Owing to Qatar’s strategic vision to become a global investment and lifestyle destination, coupled with increased transparency and strong demand across various segments, the country’s real estate sector is entering a robust new phase of growth, the Real Estate Regulatory Authority’s (Aqarat) top official has said.

Speaking at the ‘The Future of Real Estate Supply & Demand’ panel discussion on the sidelines of Qatar Economic Forum, Powered by Bloomberg Wednesday, Aqarat president Khalid al-Obaidli shared an optimistic outlook of the sector, alongside co-panellists David L Steinbach, global chief investment officer, Hines, and Fettah Tamince, founder and chairman, Rixos Hotels.

Al-Obaidli underscored Qatar’s proactive approach to promoting the country’s real estate market globally, saying among Aqarat’s focus is to ensure various developments like the world-class Simaisma project, meet top international standards in governance, information availability, and transparency.

According to al-Obaidli, Qatar’s successful hosting of the 2022 FIFA World Cup served as a vital catalyst for infrastructure development. He said, “The World Cup provided a foundation not just for a single major event, but for numerous future events that Qatar is hosting and plans to host annually.”

Al-Obaidli acknowledged the natural downturn post-FIFA World Cup, but he emphasised that “the market cycle is now picking up,” citing strong demand in residential and specialised, luxurious office spaces that offer solutions rather than just open areas. He also noted significant demand in niche markets, such as private hospitals and sports facilities across strategic locations in the country.
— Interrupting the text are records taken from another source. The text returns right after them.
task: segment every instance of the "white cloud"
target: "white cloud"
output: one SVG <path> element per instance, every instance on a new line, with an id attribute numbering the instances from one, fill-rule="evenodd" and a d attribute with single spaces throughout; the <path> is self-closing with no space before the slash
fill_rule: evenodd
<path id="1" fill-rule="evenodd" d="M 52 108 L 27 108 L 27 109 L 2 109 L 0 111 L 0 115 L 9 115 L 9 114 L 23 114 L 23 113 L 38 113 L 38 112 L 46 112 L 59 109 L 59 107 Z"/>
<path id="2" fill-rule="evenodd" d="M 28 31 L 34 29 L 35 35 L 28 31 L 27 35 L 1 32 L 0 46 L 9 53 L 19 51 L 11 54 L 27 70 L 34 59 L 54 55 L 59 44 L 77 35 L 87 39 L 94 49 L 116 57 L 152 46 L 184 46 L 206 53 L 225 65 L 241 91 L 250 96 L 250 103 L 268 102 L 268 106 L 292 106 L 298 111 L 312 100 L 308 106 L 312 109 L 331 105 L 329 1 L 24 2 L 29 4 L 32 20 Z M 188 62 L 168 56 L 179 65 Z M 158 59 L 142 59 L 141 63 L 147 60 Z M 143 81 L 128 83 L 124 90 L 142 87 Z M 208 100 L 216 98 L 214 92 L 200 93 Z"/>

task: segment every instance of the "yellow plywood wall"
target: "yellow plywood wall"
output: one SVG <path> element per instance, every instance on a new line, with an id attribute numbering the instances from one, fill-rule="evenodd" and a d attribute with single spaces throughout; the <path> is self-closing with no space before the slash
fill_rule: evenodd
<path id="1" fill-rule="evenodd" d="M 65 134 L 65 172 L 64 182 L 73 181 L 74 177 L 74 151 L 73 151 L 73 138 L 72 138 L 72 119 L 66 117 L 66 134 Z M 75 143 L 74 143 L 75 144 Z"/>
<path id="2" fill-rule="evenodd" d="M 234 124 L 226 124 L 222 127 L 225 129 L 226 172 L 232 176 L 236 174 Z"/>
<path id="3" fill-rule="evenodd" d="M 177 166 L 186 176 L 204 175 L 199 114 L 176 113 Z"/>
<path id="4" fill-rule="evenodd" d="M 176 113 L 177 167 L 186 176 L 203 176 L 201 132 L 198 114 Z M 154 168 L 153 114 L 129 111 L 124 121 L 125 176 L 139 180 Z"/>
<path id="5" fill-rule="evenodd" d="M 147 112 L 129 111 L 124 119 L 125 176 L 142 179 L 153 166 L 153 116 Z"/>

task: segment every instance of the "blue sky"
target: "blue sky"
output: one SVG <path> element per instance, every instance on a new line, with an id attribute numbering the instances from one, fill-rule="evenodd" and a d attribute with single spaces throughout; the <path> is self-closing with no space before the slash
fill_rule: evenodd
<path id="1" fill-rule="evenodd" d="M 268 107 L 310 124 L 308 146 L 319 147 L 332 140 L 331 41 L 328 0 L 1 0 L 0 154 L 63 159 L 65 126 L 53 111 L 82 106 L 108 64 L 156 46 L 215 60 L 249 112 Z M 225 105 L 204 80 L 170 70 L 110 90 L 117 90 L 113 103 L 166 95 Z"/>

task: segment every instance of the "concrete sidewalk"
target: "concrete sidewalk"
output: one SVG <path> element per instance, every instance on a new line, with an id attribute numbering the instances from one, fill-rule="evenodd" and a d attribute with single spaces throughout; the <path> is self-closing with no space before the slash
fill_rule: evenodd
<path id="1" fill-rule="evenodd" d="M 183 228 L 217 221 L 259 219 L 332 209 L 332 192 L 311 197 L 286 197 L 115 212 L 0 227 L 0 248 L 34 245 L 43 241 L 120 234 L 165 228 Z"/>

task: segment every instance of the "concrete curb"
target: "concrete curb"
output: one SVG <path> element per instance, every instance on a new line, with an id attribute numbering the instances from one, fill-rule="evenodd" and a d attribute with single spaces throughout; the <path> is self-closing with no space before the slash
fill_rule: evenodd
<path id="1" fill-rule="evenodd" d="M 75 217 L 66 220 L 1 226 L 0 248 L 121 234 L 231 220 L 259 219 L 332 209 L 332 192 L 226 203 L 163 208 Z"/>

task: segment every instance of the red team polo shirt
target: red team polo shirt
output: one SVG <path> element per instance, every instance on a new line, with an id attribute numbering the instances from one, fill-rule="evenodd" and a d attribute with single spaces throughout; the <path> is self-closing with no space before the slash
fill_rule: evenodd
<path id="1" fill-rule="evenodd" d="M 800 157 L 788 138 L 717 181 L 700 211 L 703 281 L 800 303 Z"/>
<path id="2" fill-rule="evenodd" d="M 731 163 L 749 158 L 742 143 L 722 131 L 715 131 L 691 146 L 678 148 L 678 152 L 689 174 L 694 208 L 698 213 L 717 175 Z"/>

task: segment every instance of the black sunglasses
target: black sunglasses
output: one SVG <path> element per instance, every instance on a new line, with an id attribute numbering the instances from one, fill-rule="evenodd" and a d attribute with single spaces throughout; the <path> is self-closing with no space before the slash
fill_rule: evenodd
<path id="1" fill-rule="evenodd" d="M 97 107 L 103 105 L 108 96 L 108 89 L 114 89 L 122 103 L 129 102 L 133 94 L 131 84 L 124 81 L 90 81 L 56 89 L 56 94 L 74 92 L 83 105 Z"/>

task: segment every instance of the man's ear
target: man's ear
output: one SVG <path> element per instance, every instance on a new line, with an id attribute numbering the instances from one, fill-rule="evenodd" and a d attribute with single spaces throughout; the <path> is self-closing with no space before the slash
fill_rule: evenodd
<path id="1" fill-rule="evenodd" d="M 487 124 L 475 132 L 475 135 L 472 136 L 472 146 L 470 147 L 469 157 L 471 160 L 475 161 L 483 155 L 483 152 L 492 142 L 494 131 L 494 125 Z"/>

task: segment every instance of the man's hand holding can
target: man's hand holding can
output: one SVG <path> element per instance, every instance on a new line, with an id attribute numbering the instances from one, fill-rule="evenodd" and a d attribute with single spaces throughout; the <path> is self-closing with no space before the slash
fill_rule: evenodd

He noted that Q1 2025 marked the strongest in Qatar’s real estate history in terms of sales and rentals, with a “17.9%” increase. He also pointed to other promising economic indicators, including a “2.4%” GDP increase last year and a drop in inflation to 1.1%.

Asked about concerns of a potential oversupply compared to Doha’s Gulf neighbours, Dubai and Abu Dhabi, al-Obaidli emphasised that the country is “competing with ourselves” to offer a “unique lifestyle.”

He underscored the need for private sector developers to explore and understand the specific requirements for Qatar and the broader Gulf region, saying that investing in Qatar opens access to key markets like Saudi Arabia, UAE, and Bahrain.

Al-Obaidli also described Qatar as a model for future cities, citing the convenience of short commutes to schools, work, and world-class hospitals and medical facilities. He said Qatar offers a work-life balance compared to other larger cities around the world.

Tamince echoed al-Obaidli’s sentiment on Qatar’s strategic advantage as a “future city.” He explained that Rixos’s strategic investments, particularly for multi-use projects like theme parks and resorts, are heavily influenced by a city’s vision, infrastructure, promotional efforts, event calendars, and safety.

Meanwhile, Steinbach weighed in on the topic of “deglobalisation,” and predicted that while trade patterns are shifting, the Middle East region, including Qatar, “stands to be a winner as new trade routes and ways of working emerge.”